Davidlong said:
1.
1.Use MATLAB to demonstrate how the series converges to the triangular wave.
2.Generate a plot(properly labelled) with 6, 10 and 30 terms for a value of T = 2.
2. *A triangular wave with period T may be written as: 1/(2n+1)^2 * cos((2n+1)*w0*t) (this is a series, n starts at 0 and goes on until infinity). where w0 = 2pi/T. This wave form is sampled, with a sampling time of TS = T/200, to yield the sampled signal x(n).
"...the sampled signal x(n)" --this phrase might be a bit confusing. "n" is the series-sum index. x(t) might be clearer, where t is a sampled time vector. x
n might be better for referring to the nth vector term of the series. More on that below.
t=2;
Ts=t/200;
w=(2*pi)/t;
n=0:9999;
x=((2*n+1).^-2).*(cos((2*n+1)*w*Ts)); plot(x)

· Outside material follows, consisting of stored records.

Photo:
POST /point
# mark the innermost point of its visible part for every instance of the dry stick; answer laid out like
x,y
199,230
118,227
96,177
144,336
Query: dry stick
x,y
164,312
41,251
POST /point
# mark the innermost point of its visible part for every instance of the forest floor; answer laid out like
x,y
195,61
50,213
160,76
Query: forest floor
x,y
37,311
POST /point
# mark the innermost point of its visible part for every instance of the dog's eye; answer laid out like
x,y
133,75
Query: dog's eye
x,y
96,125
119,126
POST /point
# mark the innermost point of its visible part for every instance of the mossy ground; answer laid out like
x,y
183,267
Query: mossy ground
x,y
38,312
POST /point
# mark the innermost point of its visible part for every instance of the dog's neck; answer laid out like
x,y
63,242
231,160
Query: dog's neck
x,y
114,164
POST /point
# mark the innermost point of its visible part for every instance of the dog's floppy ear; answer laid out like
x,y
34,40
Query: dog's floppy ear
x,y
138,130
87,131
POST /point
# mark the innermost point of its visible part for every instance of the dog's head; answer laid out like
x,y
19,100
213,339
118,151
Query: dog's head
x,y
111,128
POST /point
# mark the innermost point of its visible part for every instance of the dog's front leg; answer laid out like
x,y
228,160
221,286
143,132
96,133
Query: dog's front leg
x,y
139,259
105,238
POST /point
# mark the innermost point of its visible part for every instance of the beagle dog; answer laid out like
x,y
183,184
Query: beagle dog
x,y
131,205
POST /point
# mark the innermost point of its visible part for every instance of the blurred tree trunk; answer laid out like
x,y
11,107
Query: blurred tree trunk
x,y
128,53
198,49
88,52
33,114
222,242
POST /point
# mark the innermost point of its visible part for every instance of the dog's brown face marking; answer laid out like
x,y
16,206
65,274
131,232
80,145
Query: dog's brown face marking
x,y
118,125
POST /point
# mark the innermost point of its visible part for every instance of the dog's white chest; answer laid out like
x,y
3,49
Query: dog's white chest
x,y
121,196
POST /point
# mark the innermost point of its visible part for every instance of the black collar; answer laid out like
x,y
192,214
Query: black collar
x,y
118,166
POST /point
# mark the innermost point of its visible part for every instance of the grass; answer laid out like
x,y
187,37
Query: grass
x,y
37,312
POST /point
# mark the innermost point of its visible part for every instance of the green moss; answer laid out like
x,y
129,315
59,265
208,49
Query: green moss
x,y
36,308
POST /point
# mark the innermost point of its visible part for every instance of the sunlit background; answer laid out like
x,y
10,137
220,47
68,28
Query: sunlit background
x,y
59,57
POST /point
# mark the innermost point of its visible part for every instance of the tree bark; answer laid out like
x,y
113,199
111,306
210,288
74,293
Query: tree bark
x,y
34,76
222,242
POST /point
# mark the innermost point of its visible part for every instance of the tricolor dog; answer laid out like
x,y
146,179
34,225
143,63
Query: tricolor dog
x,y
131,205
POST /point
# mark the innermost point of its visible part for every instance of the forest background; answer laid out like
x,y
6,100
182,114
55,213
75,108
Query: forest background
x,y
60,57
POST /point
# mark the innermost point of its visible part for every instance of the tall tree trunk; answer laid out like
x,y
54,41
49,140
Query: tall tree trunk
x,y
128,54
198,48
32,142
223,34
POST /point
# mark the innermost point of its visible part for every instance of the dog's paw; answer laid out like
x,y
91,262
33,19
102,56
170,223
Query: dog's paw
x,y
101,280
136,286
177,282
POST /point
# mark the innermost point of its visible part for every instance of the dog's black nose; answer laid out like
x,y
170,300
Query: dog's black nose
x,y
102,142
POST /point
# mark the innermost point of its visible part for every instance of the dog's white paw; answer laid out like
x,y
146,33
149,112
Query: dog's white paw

"...x=((2*n+1).^-2).*(cos((2*n+1)*w*Ts))" --The heart of your problem is in this statement (and what does not surround this statement). As you may already know, MATLAB can operate on vectors (1-dimensional matricies) and scalars (variable or constant), as well as larger-dimensioned matricies. The initial problem specified x, the output vector, as a series-sum. As
gneill points out, you have no summing mechanism (
for loop) specified the summing of the x
n vector terms. "n" is what would control the number of terms that get summed.
Use of ".^" and ".*" --you don't need the dot "." (read up on its special meaning) because "(2*n+1)" is a scalar (a constant for a given series term) and therefore so would be "(2*n+1)^2".
"cos((2*n+1)*w*Ts)" --is a scalar and needs to be a vector. "n" is the index variable for a given series term, and "w" is a constant, so that leaves "Ts" for you to scrutinize. You have specified Ts as a constant (2/200). Look again at the original problem. They differentiate "T" (the period) from "t" (the independent variable time). The way MATLAB works in this application (graphing a function of time), is to use a sampled time vector. You need to create one using Ts as your sample-time increment. The scalar, (2*n+1)*w, operates on this time vector (essentially converting it to a phase vector, then cos() operates on the phase vector. Multiplying this by (2*n+1)^2 results in an x
n vector term. You must accumulate all these x
n terms to get your final result.
"n=0:9999" --you don't need to make n a vector. It is a loop index. You will need to specify the maximum number of times to loop, say N=9999, if you want to loop that many times.
I imagine you need to get something working before you run with N=6,10 and 30 terms.
"plot(x)" --this will generate a raw plot of a vector x. The graph will not have much meaning (no timescale, no axis lables, etc.), just x as a function of the running index of x.